Deux critiques siègent sur les 28 votants représentés au maximum. C'est peu (la plupart des autres sièges comptent au moins trois membres), mais ça n'a pas toujours été le cas :
« Longtemps, le Syndicat a refusé d'envoyer des critiques y siéger car la Commission avait le pouvoir de couper des films ou de les interdire. Nous ne pouvions pas cautionner cela. Alors c'était la politique de la chaise vide » raconte Philippe Rouyer. Journaliste notamment à Positif et au Cercle, le président du SFCC a été membre de la Commission pendant quatorze ans, entre 1994 et 2010.
C'est Jack Lang, Ministre de la culture depuis 1981 qui a changé la donne en 1990. Face à la chute de la fréquentation et à l'arrivée des télévisions privées, les règles de la Commission s'assouplissent : elle s'engage désormais à préserver l'intégralité des œuvres et le SFCC accepte d'y siéger.
« En France, la Commission représente la société civile, ses membres sont nommés pour ce qu’ils représentent, explique Philippe Rouyer. Dans d'autres pays d'Europe, les commissions sont constituées de fonctionnaires ou de personnes rémunérées à l'année sans réel renouvellement. Leurs décisions sont plus contraignantes, parfois même absurdes : la Grande-Bretagne s'appuie sur des barèmes : comptage des morts, des scènes de nudité, des gros mots…. Amélie Poulain y a été interdit aux moins de 15 ans car ils avaient compté 36 orgasmes dans le film (tous suggérés) ! Aux Etats-Unis, c’est la profession qui régule.
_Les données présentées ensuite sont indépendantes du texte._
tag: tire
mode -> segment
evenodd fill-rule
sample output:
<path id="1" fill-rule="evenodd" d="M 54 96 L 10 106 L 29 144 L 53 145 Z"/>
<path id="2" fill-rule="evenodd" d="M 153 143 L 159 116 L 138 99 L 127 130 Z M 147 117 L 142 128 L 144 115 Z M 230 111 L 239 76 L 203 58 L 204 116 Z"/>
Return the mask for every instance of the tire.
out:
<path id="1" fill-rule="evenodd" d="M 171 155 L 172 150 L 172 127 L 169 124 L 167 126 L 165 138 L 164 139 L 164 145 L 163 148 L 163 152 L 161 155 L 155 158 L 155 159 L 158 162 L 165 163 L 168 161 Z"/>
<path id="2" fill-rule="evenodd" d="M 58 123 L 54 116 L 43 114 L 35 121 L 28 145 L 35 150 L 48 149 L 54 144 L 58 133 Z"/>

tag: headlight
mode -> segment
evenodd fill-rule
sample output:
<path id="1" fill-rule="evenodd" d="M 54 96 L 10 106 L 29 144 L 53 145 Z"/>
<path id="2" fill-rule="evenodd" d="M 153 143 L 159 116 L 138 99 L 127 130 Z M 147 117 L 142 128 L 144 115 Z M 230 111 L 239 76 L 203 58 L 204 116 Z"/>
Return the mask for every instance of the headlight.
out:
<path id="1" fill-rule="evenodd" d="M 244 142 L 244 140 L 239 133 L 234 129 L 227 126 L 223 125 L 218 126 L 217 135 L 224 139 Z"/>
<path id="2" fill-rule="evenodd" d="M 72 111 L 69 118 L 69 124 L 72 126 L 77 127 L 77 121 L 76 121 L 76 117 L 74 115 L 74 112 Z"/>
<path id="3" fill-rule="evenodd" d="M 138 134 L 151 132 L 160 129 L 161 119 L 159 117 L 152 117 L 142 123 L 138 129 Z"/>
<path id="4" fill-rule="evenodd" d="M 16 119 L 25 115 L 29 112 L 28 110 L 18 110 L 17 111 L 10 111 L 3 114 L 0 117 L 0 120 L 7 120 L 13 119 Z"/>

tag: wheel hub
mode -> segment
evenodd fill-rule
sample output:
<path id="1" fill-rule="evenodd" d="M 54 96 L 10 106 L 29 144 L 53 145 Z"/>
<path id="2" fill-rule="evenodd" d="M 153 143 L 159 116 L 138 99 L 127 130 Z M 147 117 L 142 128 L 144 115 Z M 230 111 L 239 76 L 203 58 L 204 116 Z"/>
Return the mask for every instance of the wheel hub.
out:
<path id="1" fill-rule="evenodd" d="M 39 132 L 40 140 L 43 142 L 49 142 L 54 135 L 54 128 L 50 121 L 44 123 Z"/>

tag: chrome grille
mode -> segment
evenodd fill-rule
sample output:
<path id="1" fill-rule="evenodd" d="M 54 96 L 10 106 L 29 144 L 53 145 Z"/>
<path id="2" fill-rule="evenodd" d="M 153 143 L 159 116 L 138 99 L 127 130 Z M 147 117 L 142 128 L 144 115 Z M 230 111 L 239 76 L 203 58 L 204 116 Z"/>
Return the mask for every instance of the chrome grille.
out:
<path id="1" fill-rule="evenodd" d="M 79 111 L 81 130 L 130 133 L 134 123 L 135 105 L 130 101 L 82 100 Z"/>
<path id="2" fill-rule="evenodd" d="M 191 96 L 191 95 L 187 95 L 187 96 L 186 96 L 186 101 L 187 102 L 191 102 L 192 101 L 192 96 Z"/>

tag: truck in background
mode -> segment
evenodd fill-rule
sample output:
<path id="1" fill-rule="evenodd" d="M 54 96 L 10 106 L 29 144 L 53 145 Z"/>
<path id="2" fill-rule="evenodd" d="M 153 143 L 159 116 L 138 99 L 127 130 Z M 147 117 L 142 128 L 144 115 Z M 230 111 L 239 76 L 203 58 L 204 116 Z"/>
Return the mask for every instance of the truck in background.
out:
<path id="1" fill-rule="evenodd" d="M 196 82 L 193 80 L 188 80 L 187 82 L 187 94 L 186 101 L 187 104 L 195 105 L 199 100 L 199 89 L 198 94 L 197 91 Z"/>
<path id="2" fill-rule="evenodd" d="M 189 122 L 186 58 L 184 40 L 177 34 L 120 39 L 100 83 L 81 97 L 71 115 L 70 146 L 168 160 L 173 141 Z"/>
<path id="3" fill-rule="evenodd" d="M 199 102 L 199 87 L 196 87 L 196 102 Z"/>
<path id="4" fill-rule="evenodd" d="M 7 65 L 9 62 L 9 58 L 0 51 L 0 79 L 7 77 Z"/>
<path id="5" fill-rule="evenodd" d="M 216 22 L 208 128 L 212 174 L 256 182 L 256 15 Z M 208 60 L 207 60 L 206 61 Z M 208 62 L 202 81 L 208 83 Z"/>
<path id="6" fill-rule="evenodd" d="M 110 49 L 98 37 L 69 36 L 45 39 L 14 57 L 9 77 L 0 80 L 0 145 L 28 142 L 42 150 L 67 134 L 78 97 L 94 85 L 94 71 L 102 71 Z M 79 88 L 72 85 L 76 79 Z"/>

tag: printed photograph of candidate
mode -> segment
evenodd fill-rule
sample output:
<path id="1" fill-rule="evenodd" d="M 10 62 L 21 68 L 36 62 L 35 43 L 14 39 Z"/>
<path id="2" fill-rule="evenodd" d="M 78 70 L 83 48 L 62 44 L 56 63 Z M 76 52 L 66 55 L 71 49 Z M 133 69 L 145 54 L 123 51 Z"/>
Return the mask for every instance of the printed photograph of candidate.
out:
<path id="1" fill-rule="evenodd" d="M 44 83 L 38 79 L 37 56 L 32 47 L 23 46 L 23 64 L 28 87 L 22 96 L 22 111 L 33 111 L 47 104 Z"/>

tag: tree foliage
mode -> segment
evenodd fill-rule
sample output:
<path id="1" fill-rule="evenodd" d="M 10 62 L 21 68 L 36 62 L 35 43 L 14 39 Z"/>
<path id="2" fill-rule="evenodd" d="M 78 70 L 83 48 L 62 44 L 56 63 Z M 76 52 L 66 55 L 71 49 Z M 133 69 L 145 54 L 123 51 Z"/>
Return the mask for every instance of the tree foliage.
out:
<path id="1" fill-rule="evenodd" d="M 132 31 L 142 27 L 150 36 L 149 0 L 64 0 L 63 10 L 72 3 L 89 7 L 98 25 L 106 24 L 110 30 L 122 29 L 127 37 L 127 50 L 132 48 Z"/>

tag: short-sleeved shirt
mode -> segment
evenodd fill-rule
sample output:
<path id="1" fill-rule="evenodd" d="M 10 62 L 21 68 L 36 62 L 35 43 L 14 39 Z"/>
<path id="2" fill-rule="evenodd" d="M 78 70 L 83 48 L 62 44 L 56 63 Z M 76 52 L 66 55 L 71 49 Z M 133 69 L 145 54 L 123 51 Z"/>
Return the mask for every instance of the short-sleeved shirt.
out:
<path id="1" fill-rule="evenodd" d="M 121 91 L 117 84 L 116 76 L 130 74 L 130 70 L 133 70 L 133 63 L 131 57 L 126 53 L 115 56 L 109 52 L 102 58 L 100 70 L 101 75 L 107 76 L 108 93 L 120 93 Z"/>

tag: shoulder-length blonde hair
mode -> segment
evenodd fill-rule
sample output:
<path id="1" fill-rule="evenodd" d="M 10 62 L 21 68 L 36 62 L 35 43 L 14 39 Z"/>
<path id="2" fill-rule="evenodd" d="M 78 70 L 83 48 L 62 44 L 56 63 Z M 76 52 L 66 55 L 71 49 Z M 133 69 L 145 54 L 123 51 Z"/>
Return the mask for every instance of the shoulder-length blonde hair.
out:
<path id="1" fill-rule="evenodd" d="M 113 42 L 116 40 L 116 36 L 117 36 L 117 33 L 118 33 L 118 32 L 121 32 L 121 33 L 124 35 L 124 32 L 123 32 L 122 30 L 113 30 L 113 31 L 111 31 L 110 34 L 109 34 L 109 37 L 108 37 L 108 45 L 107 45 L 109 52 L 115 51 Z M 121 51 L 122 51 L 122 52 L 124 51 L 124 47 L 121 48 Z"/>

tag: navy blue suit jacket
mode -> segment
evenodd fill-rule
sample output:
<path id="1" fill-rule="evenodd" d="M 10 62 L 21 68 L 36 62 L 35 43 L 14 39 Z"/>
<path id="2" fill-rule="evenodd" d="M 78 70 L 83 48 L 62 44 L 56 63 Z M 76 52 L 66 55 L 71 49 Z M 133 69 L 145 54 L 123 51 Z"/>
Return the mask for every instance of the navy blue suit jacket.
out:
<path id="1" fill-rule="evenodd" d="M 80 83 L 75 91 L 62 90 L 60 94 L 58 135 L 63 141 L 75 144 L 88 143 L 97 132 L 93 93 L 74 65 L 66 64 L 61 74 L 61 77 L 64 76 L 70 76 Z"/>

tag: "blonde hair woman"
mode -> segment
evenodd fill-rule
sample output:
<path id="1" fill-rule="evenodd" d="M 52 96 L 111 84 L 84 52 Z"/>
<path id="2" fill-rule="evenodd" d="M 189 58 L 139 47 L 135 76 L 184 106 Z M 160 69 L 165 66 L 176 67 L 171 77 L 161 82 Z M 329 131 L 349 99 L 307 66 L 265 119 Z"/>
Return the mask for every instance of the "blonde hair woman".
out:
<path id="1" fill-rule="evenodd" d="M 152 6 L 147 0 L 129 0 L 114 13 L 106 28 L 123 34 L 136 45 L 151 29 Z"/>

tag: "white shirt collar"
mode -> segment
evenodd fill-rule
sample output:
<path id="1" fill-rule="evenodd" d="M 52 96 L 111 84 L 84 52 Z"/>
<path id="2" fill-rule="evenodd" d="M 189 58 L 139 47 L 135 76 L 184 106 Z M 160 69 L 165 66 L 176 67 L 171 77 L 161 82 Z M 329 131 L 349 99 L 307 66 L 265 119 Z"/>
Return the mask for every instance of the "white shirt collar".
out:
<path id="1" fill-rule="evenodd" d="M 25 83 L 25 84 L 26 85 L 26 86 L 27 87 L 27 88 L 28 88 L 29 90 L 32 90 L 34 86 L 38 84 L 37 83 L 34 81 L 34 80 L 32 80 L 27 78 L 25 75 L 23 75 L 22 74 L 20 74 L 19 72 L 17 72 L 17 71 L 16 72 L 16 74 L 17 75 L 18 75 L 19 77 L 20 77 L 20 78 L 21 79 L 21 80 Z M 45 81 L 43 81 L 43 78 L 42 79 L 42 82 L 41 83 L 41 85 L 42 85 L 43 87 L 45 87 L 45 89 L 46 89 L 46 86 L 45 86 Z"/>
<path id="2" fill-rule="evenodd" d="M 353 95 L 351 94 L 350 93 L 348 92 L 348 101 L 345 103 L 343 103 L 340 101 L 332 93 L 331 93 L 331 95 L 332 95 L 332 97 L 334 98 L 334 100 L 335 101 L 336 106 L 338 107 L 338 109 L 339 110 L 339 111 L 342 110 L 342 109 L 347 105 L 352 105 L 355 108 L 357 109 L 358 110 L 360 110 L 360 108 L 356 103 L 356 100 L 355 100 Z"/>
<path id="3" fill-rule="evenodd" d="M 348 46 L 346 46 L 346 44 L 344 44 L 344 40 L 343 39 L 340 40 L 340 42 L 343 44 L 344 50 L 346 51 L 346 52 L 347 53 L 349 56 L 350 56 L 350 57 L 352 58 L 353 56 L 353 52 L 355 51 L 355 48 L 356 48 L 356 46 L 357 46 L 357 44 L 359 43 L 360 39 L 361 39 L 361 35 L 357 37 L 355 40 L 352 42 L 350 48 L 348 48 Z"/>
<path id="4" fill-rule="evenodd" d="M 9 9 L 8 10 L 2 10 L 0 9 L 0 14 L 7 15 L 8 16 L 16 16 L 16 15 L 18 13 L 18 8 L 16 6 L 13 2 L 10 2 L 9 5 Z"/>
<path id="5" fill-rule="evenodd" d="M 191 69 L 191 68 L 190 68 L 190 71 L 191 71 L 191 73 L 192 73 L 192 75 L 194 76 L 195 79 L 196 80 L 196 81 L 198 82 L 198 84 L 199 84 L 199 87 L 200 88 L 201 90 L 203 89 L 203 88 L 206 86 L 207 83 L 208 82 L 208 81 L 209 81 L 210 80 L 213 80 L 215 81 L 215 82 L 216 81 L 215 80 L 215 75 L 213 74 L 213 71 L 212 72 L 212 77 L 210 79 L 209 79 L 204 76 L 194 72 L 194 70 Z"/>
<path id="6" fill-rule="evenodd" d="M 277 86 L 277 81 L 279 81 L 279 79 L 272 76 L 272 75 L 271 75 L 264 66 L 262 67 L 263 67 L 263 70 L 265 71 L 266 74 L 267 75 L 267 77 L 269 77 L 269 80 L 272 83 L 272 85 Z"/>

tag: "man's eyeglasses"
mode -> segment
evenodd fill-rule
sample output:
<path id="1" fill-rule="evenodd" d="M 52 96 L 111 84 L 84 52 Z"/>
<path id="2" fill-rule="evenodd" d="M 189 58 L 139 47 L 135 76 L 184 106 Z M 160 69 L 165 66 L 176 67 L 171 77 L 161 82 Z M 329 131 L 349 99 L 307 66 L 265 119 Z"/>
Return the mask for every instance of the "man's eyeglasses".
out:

Mais souvent les films indépendants sont jugés plus sévèrement que ceux des Majors. »
Bel exemple de ces différences d'appréciation, en 1999, Eyes Wide Shut de Kubrick sort en France avec un visa "tous publics avec avertissement" alors qu'il est interdit aux moins de 17 ans non accompagnés aux Etats-Unis, aux moins de 18 ans au Brésil, au Japon et au Royaume Uni... (note1)
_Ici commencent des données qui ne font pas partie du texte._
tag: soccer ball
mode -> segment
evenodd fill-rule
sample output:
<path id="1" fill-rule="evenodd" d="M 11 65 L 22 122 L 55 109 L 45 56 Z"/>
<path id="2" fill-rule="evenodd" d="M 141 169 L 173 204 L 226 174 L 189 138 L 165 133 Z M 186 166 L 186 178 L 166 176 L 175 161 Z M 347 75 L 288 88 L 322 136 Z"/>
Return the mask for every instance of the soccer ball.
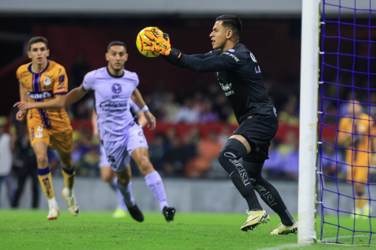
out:
<path id="1" fill-rule="evenodd" d="M 143 49 L 145 45 L 142 42 L 141 39 L 147 39 L 149 40 L 149 38 L 145 35 L 145 31 L 152 31 L 153 30 L 158 30 L 161 32 L 161 34 L 163 35 L 163 32 L 156 27 L 146 27 L 141 30 L 139 34 L 137 34 L 137 37 L 136 39 L 136 45 L 137 46 L 137 49 L 139 50 L 140 53 L 142 54 L 145 56 L 148 57 L 155 57 L 158 56 L 161 54 L 157 52 L 152 52 L 149 50 L 145 50 Z"/>

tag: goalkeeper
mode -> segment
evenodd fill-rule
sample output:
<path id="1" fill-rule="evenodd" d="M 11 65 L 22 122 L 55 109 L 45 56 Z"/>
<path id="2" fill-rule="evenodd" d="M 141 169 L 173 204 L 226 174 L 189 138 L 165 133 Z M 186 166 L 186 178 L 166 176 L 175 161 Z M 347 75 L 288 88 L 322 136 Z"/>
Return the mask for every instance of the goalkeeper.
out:
<path id="1" fill-rule="evenodd" d="M 240 229 L 252 229 L 269 220 L 256 190 L 281 218 L 282 223 L 271 233 L 296 232 L 297 222 L 275 188 L 261 176 L 278 120 L 256 58 L 239 42 L 241 30 L 241 22 L 235 16 L 217 17 L 210 35 L 213 50 L 204 54 L 188 55 L 172 48 L 168 35 L 158 30 L 145 32 L 149 39 L 142 42 L 145 50 L 160 53 L 174 65 L 198 72 L 215 72 L 240 125 L 219 153 L 218 160 L 248 203 L 248 218 Z"/>

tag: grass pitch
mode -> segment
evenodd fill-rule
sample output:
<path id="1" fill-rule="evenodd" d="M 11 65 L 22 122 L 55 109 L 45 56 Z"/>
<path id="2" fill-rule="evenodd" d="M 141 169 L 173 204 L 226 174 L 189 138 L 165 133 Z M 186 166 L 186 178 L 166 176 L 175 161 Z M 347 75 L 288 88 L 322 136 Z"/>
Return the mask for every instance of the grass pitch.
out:
<path id="1" fill-rule="evenodd" d="M 142 223 L 128 216 L 114 219 L 110 212 L 82 211 L 76 217 L 63 211 L 56 221 L 46 219 L 47 211 L 0 209 L 0 250 L 314 250 L 343 249 L 343 246 L 317 243 L 298 245 L 296 234 L 271 235 L 278 217 L 246 233 L 240 229 L 246 215 L 178 213 L 167 223 L 162 213 L 145 213 Z M 332 217 L 332 222 L 336 219 Z M 319 220 L 318 220 L 319 223 Z M 341 219 L 351 226 L 353 220 Z M 376 222 L 375 222 L 376 223 Z M 357 229 L 367 228 L 361 220 Z M 319 227 L 319 228 L 320 227 Z M 326 237 L 336 235 L 337 227 L 328 227 Z M 341 231 L 344 239 L 350 231 Z M 318 238 L 319 234 L 318 233 Z M 356 235 L 356 243 L 368 244 L 369 233 Z M 373 236 L 375 238 L 375 235 Z M 373 240 L 374 243 L 376 239 Z M 357 247 L 356 249 L 372 248 Z"/>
Avec des professionnels actifs dans leur spécialité, des mandats qui se renouvellent, la Commission française a aussi la particularité d'être un lieu d'échange : entre les deux films, à la cantine, on débat encore, on parle cinéma, on échange des anecdotes, on découvre des métiers. La voix de la critique est entendue.
« Le critique est un expert de l’image qui prend en compte l’œuvre dans son intégralité, continue Philippe Rouyer. Il peut expliquer la mise en scène d'un film, son impact sur le spectateur. Ainsi, un de mes combats à la Commission a été de faire comprendre que le cinema de genre était moins dangereux qu’on le croyait. Plutôt que de compter les morts, il faut regarder la mise en scène et contextualiser l’intrigue. Par exemple, la vision d’un cadavre n’a pas le même impact dans un appartement ou sur un champ de bataille. »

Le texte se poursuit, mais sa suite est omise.